The U.S. Senate may have secured the necessary support to move forward with a vote on a three-month extension of unemployment benefits, but it still needs to reach agreement with Republicans and find $6.5 billion to pay for it.
Regardless of the details, U.S. Sen. Richard Blumenthal said Tuesday’s vote means that “Congress is listening.”
“Unemployment insurance is a crucial lifeline that allows millions of unemployed Americans in Connecticut and across the country to keep a roof over their heads, clothes on their backs, and food on their tables,” Blumenthal said. “My hope is Congress will fight for these Americans — as I’ll continue to do.”
Last week, Blumenthal joined two unemployed women in Hartford who told stories about how difficult it is to find a job. On Tuesday, Moodus, Conn. resident Katherine Hackett introduced President Barack Obama at a White House press conference.
In his remarks to reporters, Obama warned that Tuesday’s vote was only the first step toward restoring unemployment benefits for 1.3 million Americans.
“All they’ve agreed to so far is that we’re actually going to be able to have a vote on it,” Obama said. “They haven’t actually passed it. So we’ve got to get this across the finish line without obstruction or delay.”
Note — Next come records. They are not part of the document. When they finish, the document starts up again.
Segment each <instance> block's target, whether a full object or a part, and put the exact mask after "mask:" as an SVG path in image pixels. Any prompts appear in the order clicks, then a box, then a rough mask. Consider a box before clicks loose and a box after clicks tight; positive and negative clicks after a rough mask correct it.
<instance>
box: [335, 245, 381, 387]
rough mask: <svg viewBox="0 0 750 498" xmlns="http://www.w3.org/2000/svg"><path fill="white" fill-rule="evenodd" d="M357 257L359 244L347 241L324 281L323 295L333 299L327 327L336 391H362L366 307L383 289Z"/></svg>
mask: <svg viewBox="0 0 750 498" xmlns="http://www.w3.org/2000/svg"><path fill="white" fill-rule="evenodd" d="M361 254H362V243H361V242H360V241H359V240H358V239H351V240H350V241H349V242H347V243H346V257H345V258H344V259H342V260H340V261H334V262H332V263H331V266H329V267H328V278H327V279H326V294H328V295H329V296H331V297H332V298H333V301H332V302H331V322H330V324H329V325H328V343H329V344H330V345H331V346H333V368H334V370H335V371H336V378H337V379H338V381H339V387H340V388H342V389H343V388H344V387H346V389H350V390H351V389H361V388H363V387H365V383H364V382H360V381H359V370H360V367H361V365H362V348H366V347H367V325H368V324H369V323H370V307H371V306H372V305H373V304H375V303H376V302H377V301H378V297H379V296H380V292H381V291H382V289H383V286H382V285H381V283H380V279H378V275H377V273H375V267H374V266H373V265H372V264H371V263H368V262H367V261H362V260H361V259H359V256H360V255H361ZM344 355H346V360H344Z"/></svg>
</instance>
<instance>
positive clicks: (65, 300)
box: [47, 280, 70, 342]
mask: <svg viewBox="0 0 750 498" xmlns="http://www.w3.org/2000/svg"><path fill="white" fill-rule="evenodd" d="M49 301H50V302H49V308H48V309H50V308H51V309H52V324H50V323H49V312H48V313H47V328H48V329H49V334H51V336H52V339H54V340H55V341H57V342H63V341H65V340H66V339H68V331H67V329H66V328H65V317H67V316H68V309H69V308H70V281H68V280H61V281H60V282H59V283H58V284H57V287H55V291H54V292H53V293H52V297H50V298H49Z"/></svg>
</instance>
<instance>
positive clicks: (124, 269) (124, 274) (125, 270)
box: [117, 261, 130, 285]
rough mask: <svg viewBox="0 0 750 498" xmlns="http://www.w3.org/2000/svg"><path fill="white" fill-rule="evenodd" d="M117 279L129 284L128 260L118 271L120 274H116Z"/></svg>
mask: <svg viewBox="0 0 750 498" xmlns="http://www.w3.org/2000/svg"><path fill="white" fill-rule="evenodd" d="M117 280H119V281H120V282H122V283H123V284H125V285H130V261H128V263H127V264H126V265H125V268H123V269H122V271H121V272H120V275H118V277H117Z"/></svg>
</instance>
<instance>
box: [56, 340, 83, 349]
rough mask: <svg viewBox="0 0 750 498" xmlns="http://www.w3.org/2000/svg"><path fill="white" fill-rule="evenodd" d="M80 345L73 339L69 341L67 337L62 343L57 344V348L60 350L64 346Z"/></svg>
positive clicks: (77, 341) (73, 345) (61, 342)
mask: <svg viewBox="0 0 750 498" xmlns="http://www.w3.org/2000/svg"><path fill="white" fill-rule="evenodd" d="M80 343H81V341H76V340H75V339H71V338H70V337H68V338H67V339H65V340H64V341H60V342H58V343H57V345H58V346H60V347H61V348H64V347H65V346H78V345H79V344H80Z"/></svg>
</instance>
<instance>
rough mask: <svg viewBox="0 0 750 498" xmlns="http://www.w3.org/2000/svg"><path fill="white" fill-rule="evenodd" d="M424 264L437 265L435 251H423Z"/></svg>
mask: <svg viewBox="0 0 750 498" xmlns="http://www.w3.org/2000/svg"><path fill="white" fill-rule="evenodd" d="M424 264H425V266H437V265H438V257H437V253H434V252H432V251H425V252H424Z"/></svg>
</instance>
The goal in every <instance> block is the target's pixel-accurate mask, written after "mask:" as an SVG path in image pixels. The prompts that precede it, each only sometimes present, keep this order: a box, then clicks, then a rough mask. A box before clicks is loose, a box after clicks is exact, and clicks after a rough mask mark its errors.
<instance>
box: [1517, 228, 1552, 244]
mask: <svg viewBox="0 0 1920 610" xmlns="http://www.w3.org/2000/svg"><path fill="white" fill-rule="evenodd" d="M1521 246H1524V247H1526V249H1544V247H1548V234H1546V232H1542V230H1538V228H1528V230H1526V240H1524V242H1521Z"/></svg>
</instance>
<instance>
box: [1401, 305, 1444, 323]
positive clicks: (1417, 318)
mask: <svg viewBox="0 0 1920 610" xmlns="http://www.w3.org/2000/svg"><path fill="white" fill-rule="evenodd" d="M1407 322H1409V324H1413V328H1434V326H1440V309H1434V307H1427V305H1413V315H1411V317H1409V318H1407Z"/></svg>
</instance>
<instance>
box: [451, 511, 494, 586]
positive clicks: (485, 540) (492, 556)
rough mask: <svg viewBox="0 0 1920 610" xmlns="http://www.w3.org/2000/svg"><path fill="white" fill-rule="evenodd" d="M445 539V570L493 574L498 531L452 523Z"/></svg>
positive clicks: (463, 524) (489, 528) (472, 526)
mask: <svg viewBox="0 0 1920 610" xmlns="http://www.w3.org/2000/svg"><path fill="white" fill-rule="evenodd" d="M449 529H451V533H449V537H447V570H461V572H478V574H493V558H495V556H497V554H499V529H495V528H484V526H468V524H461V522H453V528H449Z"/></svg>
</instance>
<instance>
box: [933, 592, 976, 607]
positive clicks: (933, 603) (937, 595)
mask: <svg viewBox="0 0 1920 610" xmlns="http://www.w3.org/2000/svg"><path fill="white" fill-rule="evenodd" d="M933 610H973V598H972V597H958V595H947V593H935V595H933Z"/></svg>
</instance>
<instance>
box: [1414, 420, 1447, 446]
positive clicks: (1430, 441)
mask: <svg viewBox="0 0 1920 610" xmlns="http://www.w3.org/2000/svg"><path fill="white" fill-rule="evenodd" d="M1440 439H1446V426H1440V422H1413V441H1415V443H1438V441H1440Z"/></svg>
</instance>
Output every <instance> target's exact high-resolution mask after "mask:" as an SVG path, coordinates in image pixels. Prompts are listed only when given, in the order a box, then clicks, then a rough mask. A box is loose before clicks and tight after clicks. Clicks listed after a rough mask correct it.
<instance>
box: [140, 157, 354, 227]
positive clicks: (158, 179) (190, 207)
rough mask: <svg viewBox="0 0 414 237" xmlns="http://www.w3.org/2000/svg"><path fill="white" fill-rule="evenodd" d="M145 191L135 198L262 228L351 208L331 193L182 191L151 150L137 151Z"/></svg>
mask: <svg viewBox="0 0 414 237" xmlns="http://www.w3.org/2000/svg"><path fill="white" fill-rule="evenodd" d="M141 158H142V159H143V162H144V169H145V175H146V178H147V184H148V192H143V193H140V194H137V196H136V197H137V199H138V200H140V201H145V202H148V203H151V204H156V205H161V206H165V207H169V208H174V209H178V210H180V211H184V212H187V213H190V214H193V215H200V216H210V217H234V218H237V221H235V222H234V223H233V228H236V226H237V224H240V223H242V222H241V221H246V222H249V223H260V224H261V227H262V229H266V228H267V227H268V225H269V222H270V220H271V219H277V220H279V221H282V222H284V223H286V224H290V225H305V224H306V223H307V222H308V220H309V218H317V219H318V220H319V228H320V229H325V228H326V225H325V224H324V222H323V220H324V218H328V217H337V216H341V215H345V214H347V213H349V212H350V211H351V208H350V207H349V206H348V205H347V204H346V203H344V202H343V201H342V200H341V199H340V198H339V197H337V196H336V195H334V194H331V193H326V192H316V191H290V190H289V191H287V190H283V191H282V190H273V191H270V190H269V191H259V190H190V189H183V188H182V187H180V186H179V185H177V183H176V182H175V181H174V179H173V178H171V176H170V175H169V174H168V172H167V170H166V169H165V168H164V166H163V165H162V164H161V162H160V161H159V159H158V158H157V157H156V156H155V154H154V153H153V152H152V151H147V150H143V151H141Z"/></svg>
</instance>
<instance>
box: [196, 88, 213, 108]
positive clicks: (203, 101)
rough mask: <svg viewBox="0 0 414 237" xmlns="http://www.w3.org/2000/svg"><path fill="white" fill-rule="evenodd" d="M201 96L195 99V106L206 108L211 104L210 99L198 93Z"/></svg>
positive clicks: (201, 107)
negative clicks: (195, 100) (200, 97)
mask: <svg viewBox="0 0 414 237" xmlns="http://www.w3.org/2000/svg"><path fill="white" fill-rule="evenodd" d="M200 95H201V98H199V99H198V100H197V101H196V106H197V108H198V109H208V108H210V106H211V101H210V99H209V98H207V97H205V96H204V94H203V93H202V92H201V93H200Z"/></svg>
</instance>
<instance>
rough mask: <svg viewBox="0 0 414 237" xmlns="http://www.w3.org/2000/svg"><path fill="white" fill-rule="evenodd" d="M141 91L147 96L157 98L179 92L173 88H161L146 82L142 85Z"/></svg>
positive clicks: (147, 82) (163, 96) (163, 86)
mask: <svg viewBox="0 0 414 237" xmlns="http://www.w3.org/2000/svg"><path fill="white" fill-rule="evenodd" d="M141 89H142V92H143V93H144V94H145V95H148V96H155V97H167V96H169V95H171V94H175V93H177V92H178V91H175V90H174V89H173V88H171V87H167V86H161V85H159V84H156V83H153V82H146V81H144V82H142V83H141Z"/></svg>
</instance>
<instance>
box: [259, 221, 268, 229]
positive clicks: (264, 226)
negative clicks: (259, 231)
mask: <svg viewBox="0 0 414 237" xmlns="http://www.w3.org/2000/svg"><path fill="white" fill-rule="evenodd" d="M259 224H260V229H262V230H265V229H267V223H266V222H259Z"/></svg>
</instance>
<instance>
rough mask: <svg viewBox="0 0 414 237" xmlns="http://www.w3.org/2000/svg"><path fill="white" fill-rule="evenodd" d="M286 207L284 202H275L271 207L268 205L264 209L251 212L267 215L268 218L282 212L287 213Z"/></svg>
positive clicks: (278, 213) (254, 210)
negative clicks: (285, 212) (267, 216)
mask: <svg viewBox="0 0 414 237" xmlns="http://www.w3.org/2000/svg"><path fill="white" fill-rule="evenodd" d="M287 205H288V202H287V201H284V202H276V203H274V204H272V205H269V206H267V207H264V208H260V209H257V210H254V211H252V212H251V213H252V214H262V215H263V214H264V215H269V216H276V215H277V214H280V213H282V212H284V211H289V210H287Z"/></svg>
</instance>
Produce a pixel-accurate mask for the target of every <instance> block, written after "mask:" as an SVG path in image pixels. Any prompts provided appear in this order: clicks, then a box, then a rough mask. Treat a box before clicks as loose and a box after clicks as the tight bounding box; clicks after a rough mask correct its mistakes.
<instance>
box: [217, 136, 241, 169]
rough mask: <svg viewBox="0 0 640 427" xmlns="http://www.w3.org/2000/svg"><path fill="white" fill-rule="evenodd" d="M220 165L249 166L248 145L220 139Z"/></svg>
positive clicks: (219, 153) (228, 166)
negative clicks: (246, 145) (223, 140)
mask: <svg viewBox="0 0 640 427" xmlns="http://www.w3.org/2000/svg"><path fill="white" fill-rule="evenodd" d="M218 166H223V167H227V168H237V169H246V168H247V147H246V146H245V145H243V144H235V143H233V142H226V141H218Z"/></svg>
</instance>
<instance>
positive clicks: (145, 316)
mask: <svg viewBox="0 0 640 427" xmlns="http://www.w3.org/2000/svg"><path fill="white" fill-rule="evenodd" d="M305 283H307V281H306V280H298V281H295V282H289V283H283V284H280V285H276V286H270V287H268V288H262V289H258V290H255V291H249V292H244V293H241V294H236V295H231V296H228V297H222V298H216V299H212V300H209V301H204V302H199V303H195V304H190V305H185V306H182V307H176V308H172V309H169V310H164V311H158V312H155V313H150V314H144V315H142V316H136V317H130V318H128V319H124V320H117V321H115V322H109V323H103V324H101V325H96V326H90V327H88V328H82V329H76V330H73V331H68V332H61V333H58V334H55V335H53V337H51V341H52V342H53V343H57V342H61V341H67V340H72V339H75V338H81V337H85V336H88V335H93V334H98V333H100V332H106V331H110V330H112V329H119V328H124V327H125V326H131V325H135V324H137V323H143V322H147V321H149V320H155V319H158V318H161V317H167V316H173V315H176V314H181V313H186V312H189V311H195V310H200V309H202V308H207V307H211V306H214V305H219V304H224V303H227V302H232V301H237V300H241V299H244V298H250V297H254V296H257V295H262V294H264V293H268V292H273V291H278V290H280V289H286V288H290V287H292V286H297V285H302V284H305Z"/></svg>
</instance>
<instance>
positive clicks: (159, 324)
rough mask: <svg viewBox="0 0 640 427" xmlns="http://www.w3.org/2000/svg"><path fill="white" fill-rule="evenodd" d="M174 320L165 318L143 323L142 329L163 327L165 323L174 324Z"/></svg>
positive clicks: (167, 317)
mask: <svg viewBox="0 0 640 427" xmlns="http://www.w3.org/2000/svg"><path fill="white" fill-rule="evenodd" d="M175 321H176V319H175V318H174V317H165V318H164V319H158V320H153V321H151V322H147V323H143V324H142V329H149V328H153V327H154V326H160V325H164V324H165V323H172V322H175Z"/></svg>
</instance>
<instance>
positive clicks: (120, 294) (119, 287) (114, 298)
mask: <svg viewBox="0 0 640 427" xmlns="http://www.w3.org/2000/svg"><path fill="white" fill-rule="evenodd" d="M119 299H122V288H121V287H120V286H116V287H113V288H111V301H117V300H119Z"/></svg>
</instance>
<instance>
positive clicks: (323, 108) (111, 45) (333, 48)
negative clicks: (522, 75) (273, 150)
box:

The partisan gridlock in Washington didn’t magically disappear with the start of the new year.
“Looking ahead, House Leadership cannot hold the American people hostage as this measure advances,” U.S. Rep. John B. Larson, a Democrat from East Hartford, said Tuesday. “In the depths of this cold winter, we must vote to extend benefits that are morally right and economically sound to those who need our help.”
There are more than 22,000 Connecticut residents who lost their unemployment benefits on Dec. 28. Another 3,500 were informed last week that they may qualify for state unemployment benefits even though the federal benefits had expired.
Larson said his office has been fielding calls from constituents across the First Congressional District who stand to lose their unemployment benefits. Without the federal emergency benefits, Connecticut residents only receive 26 weeks of unemployment.
Who will pay for the extension?
Even though workers will no longer be receiving the federal emergency benefits, employers will still be paying a hefty price as the state looks to pay back the federal government for the money it borrowed when the Unemployment Trust Fund became insolvent on Oct. 31, 2009.
Employers have been paying a special assessment of about $15 for every unemployed worker in an effort to pay down the more than $575 million the state borrowed from the U.S. Department of Labor.
The state does not allocate money to the fund. It’s supported solely by businesses, which means employers will be on the hook for the special assessment for the next few years. That’s on top of the regular unemployment tax they pay to the state.
“Current economic projections suggest that we will not be in a position to pay off our federal loans in full for at least the next two to three years,” the Connecticut Department of Labor states on its website.
It’s unclear if extending the benefits would force the special assessment to increase since it’s unclear how Congress plans to pay for an extension.